Perform a test cut to see how the setting works out. I like to use a small 1″ star as a test cut. Weed your test cut and see if the cut was correct.
You can set the pressure to “More” or “Less” depending on how well your machine cut your test cut out. You can also try other materials or create your own setting till you are happy with the quality of your cut. Just remember when you change your blade you should retest your cut settings.
Blade Issues Leading to Cut Vinyl Backing
Several factors impact how well your machine performs a cut, including how sharp or dull your blade is. In particular, a new blade might need less pressure than an older blade to make the same depth cut. A clean blade will make a neater cut than one covered in gunk.
Blades can be easily cleaned using a foil ball. Simply take some aluminum foil, ball it up and stab it, carefully, into the ball multiple times. If you think you’re blade might need to be replaced, check out my article for details on when to replace a Cricut blade.
For Cricut, make sure you are using the right blade for your machine. Older models should use a fine point blade for vinyl, but the Maker and Explore series need the premium fine point blade.
The standard fine point blade is too long for these machines and will make cuts that are too deep for the machine settings. The Joy also has it’s own specific blades.
A Silhouette Cameo cutting through vinyl backing might have a problem with the blade carriage. The Cameo can’t adjust the blade depth when the blade housing isn’t pushed all the way down into the carriage. When this happens, the cuts will be too deep. The mechanism that pushes the blade in and out won’t engage, leaving the whole blade exposed.
How To Fix Blade Issues on Silhouette and Cricut
Start by uninstalling and reinstalling your blade. This will help you check you have your blade and housing installed correcting in your machine.

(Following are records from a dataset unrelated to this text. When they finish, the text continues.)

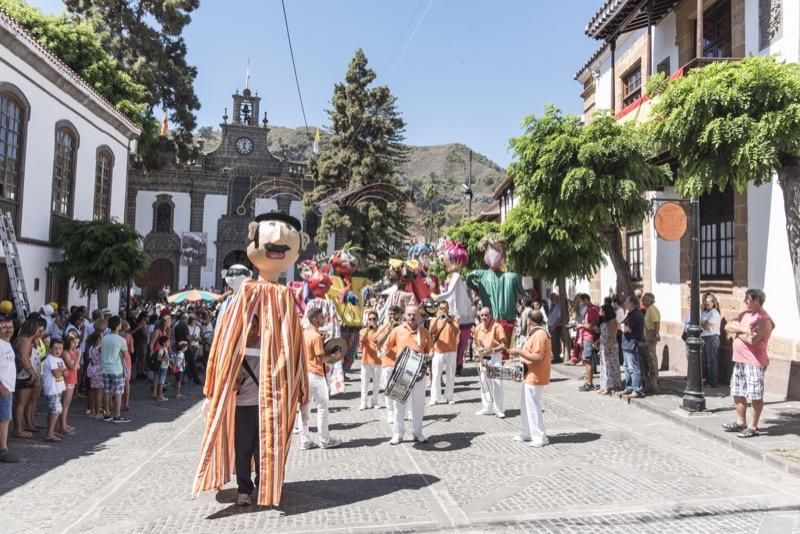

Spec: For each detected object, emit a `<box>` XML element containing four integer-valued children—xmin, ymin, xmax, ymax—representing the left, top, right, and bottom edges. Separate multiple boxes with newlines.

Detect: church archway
<box><xmin>136</xmin><ymin>258</ymin><xmax>175</xmax><ymax>300</ymax></box>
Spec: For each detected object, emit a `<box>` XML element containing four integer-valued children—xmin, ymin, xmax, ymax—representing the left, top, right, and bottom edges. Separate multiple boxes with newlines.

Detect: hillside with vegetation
<box><xmin>196</xmin><ymin>126</ymin><xmax>505</xmax><ymax>239</ymax></box>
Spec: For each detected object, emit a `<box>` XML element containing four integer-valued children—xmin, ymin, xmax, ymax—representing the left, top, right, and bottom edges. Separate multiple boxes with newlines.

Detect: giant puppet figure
<box><xmin>193</xmin><ymin>212</ymin><xmax>308</xmax><ymax>506</ymax></box>
<box><xmin>323</xmin><ymin>249</ymin><xmax>372</xmax><ymax>376</ymax></box>
<box><xmin>467</xmin><ymin>234</ymin><xmax>526</xmax><ymax>344</ymax></box>
<box><xmin>407</xmin><ymin>242</ymin><xmax>440</xmax><ymax>310</ymax></box>
<box><xmin>434</xmin><ymin>240</ymin><xmax>475</xmax><ymax>369</ymax></box>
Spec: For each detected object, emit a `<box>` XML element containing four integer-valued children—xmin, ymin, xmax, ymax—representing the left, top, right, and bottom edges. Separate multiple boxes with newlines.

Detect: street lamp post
<box><xmin>681</xmin><ymin>198</ymin><xmax>706</xmax><ymax>412</ymax></box>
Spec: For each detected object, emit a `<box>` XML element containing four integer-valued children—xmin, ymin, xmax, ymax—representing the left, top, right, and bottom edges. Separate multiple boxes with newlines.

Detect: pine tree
<box><xmin>310</xmin><ymin>49</ymin><xmax>408</xmax><ymax>262</ymax></box>
<box><xmin>64</xmin><ymin>0</ymin><xmax>200</xmax><ymax>165</ymax></box>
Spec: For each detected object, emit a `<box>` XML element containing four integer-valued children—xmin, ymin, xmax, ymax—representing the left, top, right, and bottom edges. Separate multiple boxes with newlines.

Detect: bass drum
<box><xmin>386</xmin><ymin>347</ymin><xmax>426</xmax><ymax>402</ymax></box>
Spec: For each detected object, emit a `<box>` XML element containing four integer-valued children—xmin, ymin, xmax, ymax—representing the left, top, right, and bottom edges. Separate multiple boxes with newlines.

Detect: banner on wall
<box><xmin>181</xmin><ymin>232</ymin><xmax>208</xmax><ymax>267</ymax></box>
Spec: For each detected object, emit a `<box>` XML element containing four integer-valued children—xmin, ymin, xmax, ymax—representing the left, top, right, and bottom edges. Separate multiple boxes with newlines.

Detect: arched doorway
<box><xmin>136</xmin><ymin>258</ymin><xmax>175</xmax><ymax>300</ymax></box>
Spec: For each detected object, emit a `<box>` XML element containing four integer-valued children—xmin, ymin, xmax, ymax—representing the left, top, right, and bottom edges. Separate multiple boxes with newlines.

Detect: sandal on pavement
<box><xmin>736</xmin><ymin>427</ymin><xmax>761</xmax><ymax>438</ymax></box>
<box><xmin>722</xmin><ymin>423</ymin><xmax>747</xmax><ymax>432</ymax></box>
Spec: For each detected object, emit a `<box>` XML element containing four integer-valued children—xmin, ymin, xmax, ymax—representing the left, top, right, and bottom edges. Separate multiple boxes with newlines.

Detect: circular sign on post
<box><xmin>655</xmin><ymin>202</ymin><xmax>688</xmax><ymax>241</ymax></box>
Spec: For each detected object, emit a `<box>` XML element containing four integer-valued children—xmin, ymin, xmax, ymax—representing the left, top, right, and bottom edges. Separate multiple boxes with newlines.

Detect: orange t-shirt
<box><xmin>431</xmin><ymin>318</ymin><xmax>461</xmax><ymax>352</ymax></box>
<box><xmin>472</xmin><ymin>321</ymin><xmax>506</xmax><ymax>356</ymax></box>
<box><xmin>381</xmin><ymin>324</ymin><xmax>433</xmax><ymax>367</ymax></box>
<box><xmin>358</xmin><ymin>328</ymin><xmax>381</xmax><ymax>365</ymax></box>
<box><xmin>522</xmin><ymin>328</ymin><xmax>553</xmax><ymax>386</ymax></box>
<box><xmin>303</xmin><ymin>326</ymin><xmax>325</xmax><ymax>376</ymax></box>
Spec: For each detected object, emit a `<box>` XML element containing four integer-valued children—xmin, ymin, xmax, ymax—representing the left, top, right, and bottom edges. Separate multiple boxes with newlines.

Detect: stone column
<box><xmin>188</xmin><ymin>191</ymin><xmax>208</xmax><ymax>287</ymax></box>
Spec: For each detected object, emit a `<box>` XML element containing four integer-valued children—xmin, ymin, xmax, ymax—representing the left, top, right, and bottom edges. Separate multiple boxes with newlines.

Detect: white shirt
<box><xmin>42</xmin><ymin>354</ymin><xmax>67</xmax><ymax>397</ymax></box>
<box><xmin>700</xmin><ymin>308</ymin><xmax>721</xmax><ymax>337</ymax></box>
<box><xmin>0</xmin><ymin>339</ymin><xmax>17</xmax><ymax>391</ymax></box>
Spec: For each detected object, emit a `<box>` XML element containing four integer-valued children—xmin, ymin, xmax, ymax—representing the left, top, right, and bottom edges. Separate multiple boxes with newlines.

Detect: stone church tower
<box><xmin>126</xmin><ymin>89</ymin><xmax>319</xmax><ymax>298</ymax></box>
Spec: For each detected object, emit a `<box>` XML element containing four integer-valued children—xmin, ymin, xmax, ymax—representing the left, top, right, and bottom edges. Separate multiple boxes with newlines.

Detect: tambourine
<box><xmin>322</xmin><ymin>337</ymin><xmax>347</xmax><ymax>365</ymax></box>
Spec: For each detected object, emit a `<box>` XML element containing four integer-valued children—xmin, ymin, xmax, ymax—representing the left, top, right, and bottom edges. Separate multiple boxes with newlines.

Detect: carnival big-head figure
<box><xmin>193</xmin><ymin>212</ymin><xmax>309</xmax><ymax>506</ymax></box>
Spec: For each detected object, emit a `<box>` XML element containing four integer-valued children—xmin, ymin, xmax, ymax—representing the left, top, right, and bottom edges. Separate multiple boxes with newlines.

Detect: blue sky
<box><xmin>29</xmin><ymin>0</ymin><xmax>601</xmax><ymax>166</ymax></box>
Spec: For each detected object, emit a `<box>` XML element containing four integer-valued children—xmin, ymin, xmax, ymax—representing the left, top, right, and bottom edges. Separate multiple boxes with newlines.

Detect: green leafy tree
<box><xmin>64</xmin><ymin>0</ymin><xmax>200</xmax><ymax>165</ymax></box>
<box><xmin>308</xmin><ymin>49</ymin><xmax>408</xmax><ymax>262</ymax></box>
<box><xmin>647</xmin><ymin>56</ymin><xmax>800</xmax><ymax>307</ymax></box>
<box><xmin>444</xmin><ymin>219</ymin><xmax>500</xmax><ymax>270</ymax></box>
<box><xmin>509</xmin><ymin>107</ymin><xmax>668</xmax><ymax>295</ymax></box>
<box><xmin>56</xmin><ymin>220</ymin><xmax>147</xmax><ymax>308</ymax></box>
<box><xmin>0</xmin><ymin>0</ymin><xmax>147</xmax><ymax>126</ymax></box>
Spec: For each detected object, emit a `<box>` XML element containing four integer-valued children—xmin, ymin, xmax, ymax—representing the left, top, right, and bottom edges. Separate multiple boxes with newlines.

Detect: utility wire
<box><xmin>281</xmin><ymin>0</ymin><xmax>311</xmax><ymax>138</ymax></box>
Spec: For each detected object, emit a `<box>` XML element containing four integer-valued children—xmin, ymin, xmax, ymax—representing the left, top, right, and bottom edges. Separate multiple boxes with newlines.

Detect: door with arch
<box><xmin>136</xmin><ymin>258</ymin><xmax>175</xmax><ymax>300</ymax></box>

While your blade is removed for your machine, inspect it. Check for any debris or nicks in the blade. Clean your blade using the foil ball method mentioned above.
You can also use some rubbing alcohol on a cotton ball to remove any adhesive residue. Just be very careful to not cut yourself.
If you decide to change your blade remember to reduce your pressure settings during your test cut.
Tips for Test Cuts with Your Cutting Machine
Test cuts are one of the easiest and most overlooked ways to prevent project disasters. If you are like me you get all excited once you’ve completed a design and just send it to your cutting machine. This is the number 1 most common mistake made by crafters.
But you should take a moment to think if this is a new material you are using, if you haven’t used this type of material in a while or if you have recently replaced your blade. If any of these are true then you should perform a test cut.
A test cut is simple and quick to do. Take a small piece of material and cut out a 1 inch star using the exact settings you will use on your project. Weed the design and see if you are happy with the result.
If you are happy then you can go ahead and make your project. If not then you should adjust your settings and retest. Keep testing until you get a good quality cut.
Keeping a record of the settings that work for each brand and type of vinyl you use will save you time and frustration for future projects. Cricut Design Space and Silhouette Studio both have a feature that lets you save custom settings.
You can also keep a written log of custom settings in a notebook in your craft area if written records are more your speed. Make a note of the brand, exact name of the vinyl, and all of the settings you used with your machine, including blade type, blade age, and mat type.
The more specific your notes are, the less time you’ll have to spend on test cuts when you start your next project!
If you use a notebook to write out your custom settings, you can also record how old your blade is and when you last changed it.
Salvaging a Project When You Cut the Backing
Cut vinyl backing isn’t the end of the world or even the end of your project. Unless you were trying to make kiss cut stickers and accidentally made die cut stickers, cutting the backing is salvageable.
Transfer tape is your best friend in this situation if you are using adhesive vinyl. You should be using transfer tape to place your designs anyway, but if your backing is cut, it can hold everything together for you.
Using a weeding tool, carefully pull the excess vinyl off your cutting mat, leaving the backing stuck to the mat as much as possible. The stickiness of the mat can help hold your design still while you do this, but you’ll want to move slowly and use as much patience as you can.
Once you have your design weeded, place the transfer tape over the top of it, but don’t burnish it like you usually would. Otherwise, you’ll get the transfer tape stuck to the mat.
Once your design is on the transfer tape and off the mat, you can peel the remaining backing off of it. You might need to use the weeding tool for this, too, depending on how intricate your design is. Then you can place your design as you normally would–crisis averted!
When your machine cuts through your vinyl backing, it can be a bummer, but it doesn’t spell disaster. Most of the time cut vinyl backing is caused by the pressure setting being too high or the wrong material setting. Transfer tape can save your current project, and meticulous test cuts and settings notes can keep future projects from meeting the same fate.